Berchtesgaden – Säckeweise alte Kleidung, Wäsche, Decken, Schuhe und vieles mehr haben die ehrenamtlichen Helfer der BRK-Bereitschaft Berchtesgaden bei der Altkleidersammlung im südlichen Landkreis am Samstag zusammengetragen. Die Organisatoren Walter Söldner und Florian Holzinger bedanken sich dafür bei der Bevölkerung recht herzlich, denn die ehrenamtlichen Sanitäter sind auf die Spenden zur Finanzierung ihrer Arbeit dringend angewiesen.


Schon am Freitag führten die Ehrenamtlichen eine Vorsammlung durch, um die Menge für den Samstag etwas zu minimieren. Trotz hochsommerlicher Temperaturen waren 17 Freiwillige insgesamt rund 184 Stunden im Einsatz, um die Säcke entlang der Straße auf Kleintransporter aufzuladen und zu einer zentralen Sammelstelle zu bringen, wo der große Lastwagen für den Weitertransport beladen wurde. Bereits seit mehreren Jahren unterstützt die Firma Zimmerei Resch die Rotkreuz-Helfer durch kostenlose Bereitstellung von Transportfahrzeugen. Dankbar ist man auch der Berchtesgadener Kolpingsfamilie rund um Alexander Dinter, die die Sammlung ebenfalls unterstützte.
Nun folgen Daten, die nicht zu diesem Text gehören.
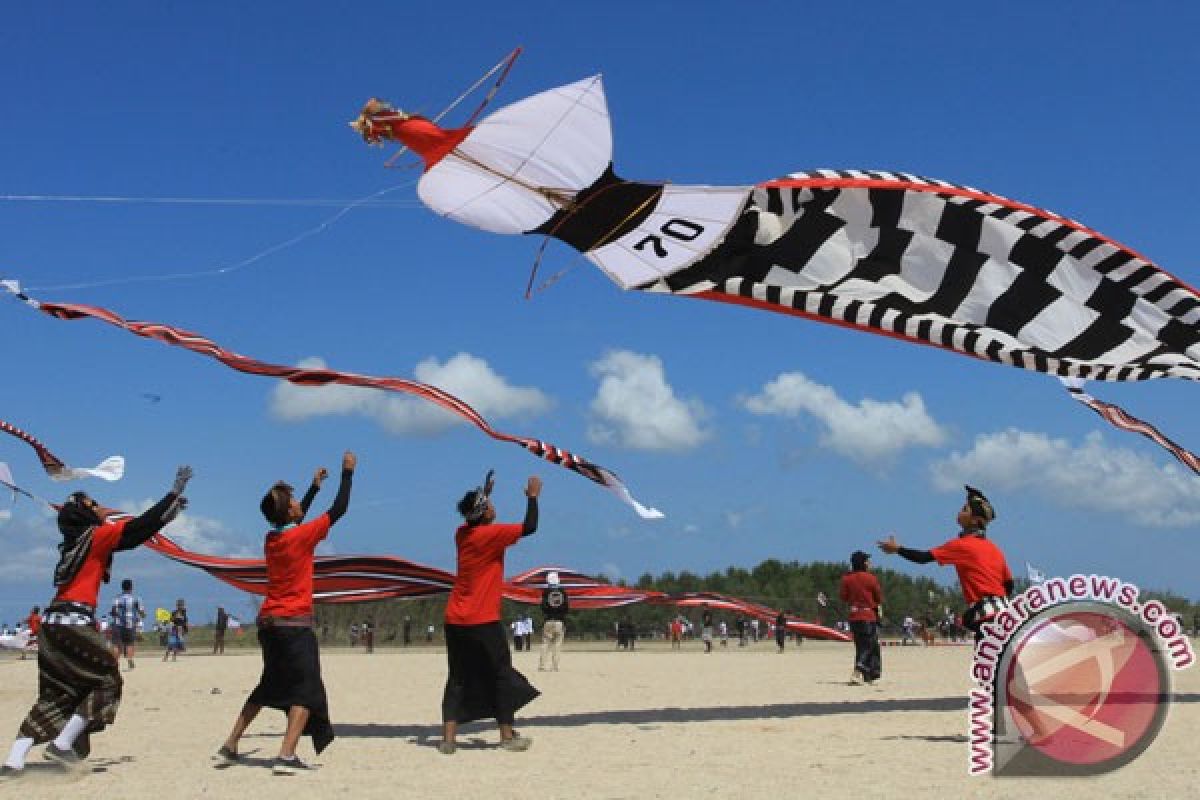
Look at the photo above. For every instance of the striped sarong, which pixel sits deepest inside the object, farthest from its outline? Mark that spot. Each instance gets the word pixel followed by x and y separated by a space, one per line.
pixel 76 674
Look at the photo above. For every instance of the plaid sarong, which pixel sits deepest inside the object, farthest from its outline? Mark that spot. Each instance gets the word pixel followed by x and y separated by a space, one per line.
pixel 76 674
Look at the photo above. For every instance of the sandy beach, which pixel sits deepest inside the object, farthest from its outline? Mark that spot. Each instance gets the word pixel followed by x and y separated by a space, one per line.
pixel 652 723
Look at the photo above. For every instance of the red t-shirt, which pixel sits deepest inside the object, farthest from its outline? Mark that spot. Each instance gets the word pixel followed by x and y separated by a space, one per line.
pixel 84 588
pixel 981 566
pixel 289 567
pixel 475 597
pixel 861 589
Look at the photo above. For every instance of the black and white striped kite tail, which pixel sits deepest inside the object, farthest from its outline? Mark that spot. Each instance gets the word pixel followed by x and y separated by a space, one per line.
pixel 957 268
pixel 1119 417
pixel 51 463
pixel 303 377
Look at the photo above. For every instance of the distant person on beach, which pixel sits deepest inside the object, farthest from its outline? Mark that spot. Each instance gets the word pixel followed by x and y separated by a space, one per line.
pixel 555 607
pixel 481 683
pixel 291 679
pixel 219 631
pixel 983 571
pixel 177 638
pixel 127 612
pixel 864 597
pixel 78 677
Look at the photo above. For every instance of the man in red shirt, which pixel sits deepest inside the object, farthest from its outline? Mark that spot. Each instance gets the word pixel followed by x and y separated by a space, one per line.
pixel 78 680
pixel 983 571
pixel 35 624
pixel 291 679
pixel 862 594
pixel 481 681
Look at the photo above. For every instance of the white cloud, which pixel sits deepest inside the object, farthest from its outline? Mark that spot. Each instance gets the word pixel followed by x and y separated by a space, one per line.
pixel 199 534
pixel 30 549
pixel 1091 476
pixel 463 376
pixel 637 409
pixel 611 571
pixel 868 432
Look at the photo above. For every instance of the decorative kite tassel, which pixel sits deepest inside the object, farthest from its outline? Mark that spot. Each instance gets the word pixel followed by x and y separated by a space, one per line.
pixel 1119 417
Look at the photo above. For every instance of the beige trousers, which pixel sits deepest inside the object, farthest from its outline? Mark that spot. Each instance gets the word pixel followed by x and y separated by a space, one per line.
pixel 552 633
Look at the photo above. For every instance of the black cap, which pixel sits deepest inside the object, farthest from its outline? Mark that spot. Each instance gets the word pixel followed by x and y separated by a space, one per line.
pixel 981 506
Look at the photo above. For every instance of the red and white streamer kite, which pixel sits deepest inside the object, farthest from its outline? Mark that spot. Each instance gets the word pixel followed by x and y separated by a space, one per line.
pixel 304 377
pixel 357 578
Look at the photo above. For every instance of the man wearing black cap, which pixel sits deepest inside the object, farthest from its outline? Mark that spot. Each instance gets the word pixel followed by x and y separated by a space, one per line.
pixel 863 596
pixel 983 571
pixel 481 683
pixel 78 678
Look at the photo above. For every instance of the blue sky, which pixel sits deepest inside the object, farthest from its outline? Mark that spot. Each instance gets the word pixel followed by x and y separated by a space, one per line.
pixel 759 435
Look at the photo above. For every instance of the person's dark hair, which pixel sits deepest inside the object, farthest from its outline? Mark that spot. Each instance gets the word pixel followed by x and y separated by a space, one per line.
pixel 981 506
pixel 275 504
pixel 474 503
Schon seit vielen Jahren organisiert die BRK-Bereitschaft Berchtesgaden Altkleidersammlungen, um mit den Erlösen ihre ehrenamtliche Arbeit im Sanitäts-, Betreuungs- und Sozialdienst zu finanzieren. Die gesammelte Kleidung wird an eine Spezialfirma zur Wiederverwertung verkauft. Gut erhaltene Stücke werden in ärmere Länder exportiert, wo die Menschen aus finanziellen Gründen auf ein Angebot an günstiger Gebrauchtkleidung angewiesen sind. Stark beanspruchte Textilien, die sich nicht zur Weitergabe eignen, werden durch Faserrückgewinnung als Rohstoff für neue Produkte aufbereitet.

Aufgrund fehlender staatlicher Zuschüsse müssen die freiwilligen Sanitäter mit verschiedenen Aktionen Spenden sammeln, um ihre Arbeit und Ausrüstung langfristig finanzieren zu können und der heimischen Bevölkerung das zusätzliche Plus an Sicherheit zu bieten.